Distributed sensing techniques for mobile devices using synchronous gestures are known. Synchronous gestures may be defined as patterns of activity performed on two or more devices in a distributed system that have a certain meaning when they occur together in time. The patterns may occur in parallel and synchronously, or they may partially overlap or even occur in a particular sequence. Example implementation and uses of synchronous gestures include the following.
One example is described in a paper by Holmquist et al., Smart-Its Friends: A Technique for Users to Easily Establish Connection between Smart Artefacts, Ubicomp 2001, Atlanta, Ga., September 2001. This paper describes a technique that allows a user to connect a pair of accelerometer-augmented handheld devices by holding the two devices together and shaking them to get common movement data. The movement data together with an ID is broadcast to all devices in listening range. When a device receives movement data from another device, the device compares the data to its own most recent movement pattern and establishes a dedicated connection based on the comparison.

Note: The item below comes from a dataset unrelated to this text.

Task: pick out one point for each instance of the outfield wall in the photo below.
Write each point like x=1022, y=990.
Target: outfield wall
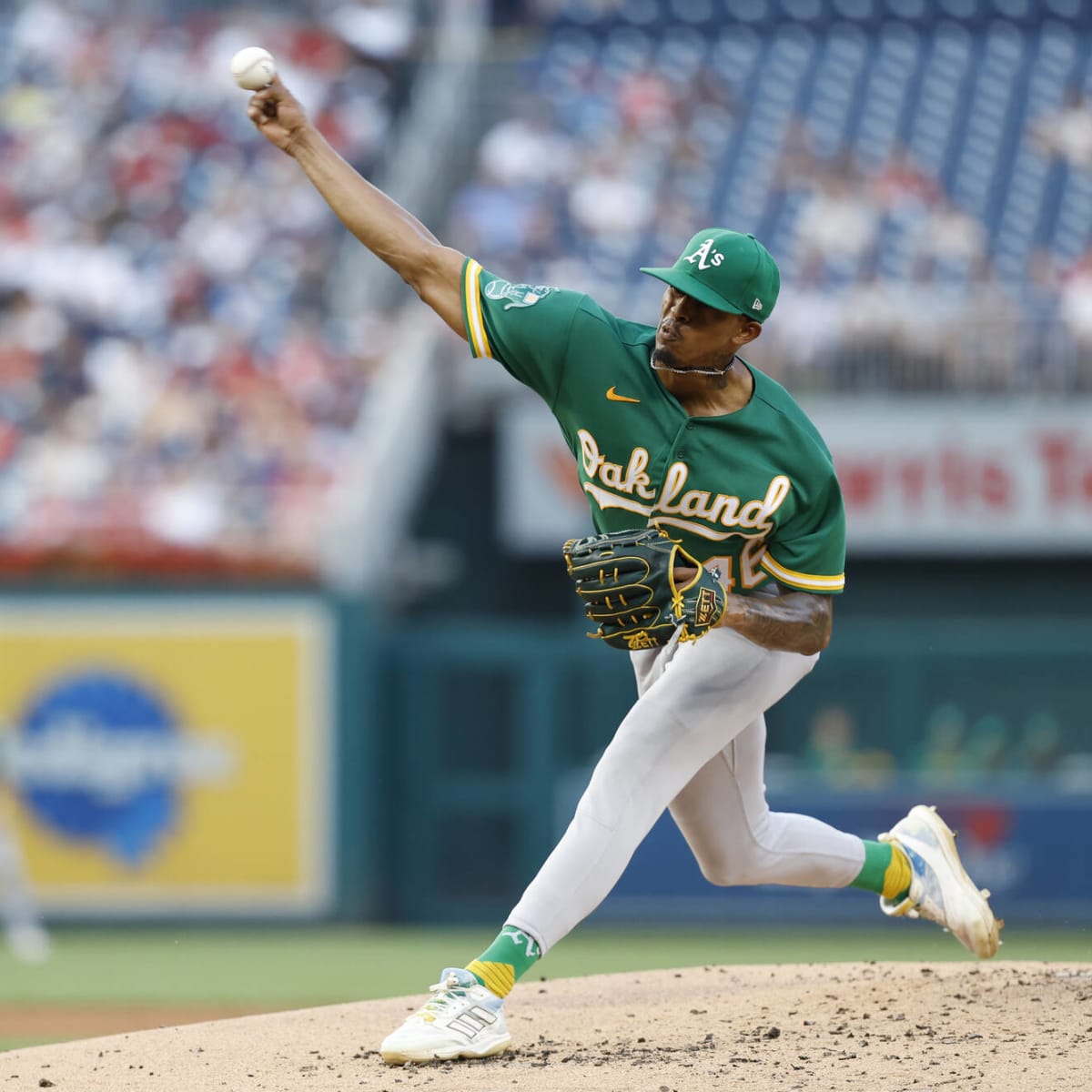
x=225, y=756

Another example is described in US Patent Application No. 20040215815 to Rekimoto et al. (see also Rekimoto et al., SyncTap: An Interaction Technique for Mobile Networking, MOBILE HCI 2003). This approach describes a user interface device for specifying a network connection between information apparatuses. When a user wishes to connect two apparatuses, connection buttons on each apparatus are pressed down and released at the same time. Each apparatus then transmits packets containing the IP address of the source device and timing of the press and release of the connection buttons across the network using multicasting. The times included in the packets are then compared with those recorded within the apparatuses to enable both apparatuses to correctly identify each other.
Another example of synchronous gestures is described in US Patent Application No. 20050093868 to Hinckley et al. This application describes distributed sensing techniques for mobile devices that allow the coordination of resources of mobile computing devices to jointly execute tasks. In this method, a first gesture input is received at a first mobile computing device, and a second gesture input is received at a second mobile computing device. In response, a determination is made as to whether the first and second gesture inputs form one of a plurality of different synchronous gesture types. If it is determined that the first and second gesture inputs form the one of the plurality of different synchronous gesture types, then resources of the first and second mobile computing devices are combined to jointly execute a particular task associated with the gesture type. The devices are already connected or have previous connectivity information to enable joint execution of the task. The task that is jointly executed is determined by the gesture. An example task is the sharing of a displayed pictured between two devices, where half is displayed on each device.
Although the techniques described by the references provide gesture-based user interface for devices, these techniques have drawbacks. One drawback is that none of the described methods are scalable such that devices using the internet as their communication means can utilize them for synchronous-gesture based device-device interfacing. Some of the above mentioned methods require the devices to already be communicating with each other prior to a synchronous gesture causing an action, and other methods require that information regarding a detected gesture be multicast/broadcast to every other device within listening range. Multicasting/broadcasting gesture information by each device across the network is not scalable, is less secure than directed communications, and unnecessarily increases network traffic and processing overhead when communication is intended to be directed between two devices. In addition, prior uses of synchronous gestures require that some form of gesture information be contributed by each device and brought together for comparison. This necessary comparison step adds unnecessary processing overhead to the device or devices performing the comparisons.
As discussed above, several advantages can be obtained by eliminating the need to multicast/broadcast gesture information across the network and the need to compare the gesture information between devices in order for communication to occur between two devices. What are needed are methods and systems for determining a network address based on the physical interaction and directing communication to that network address (and therefore to the specific device assigned that network address).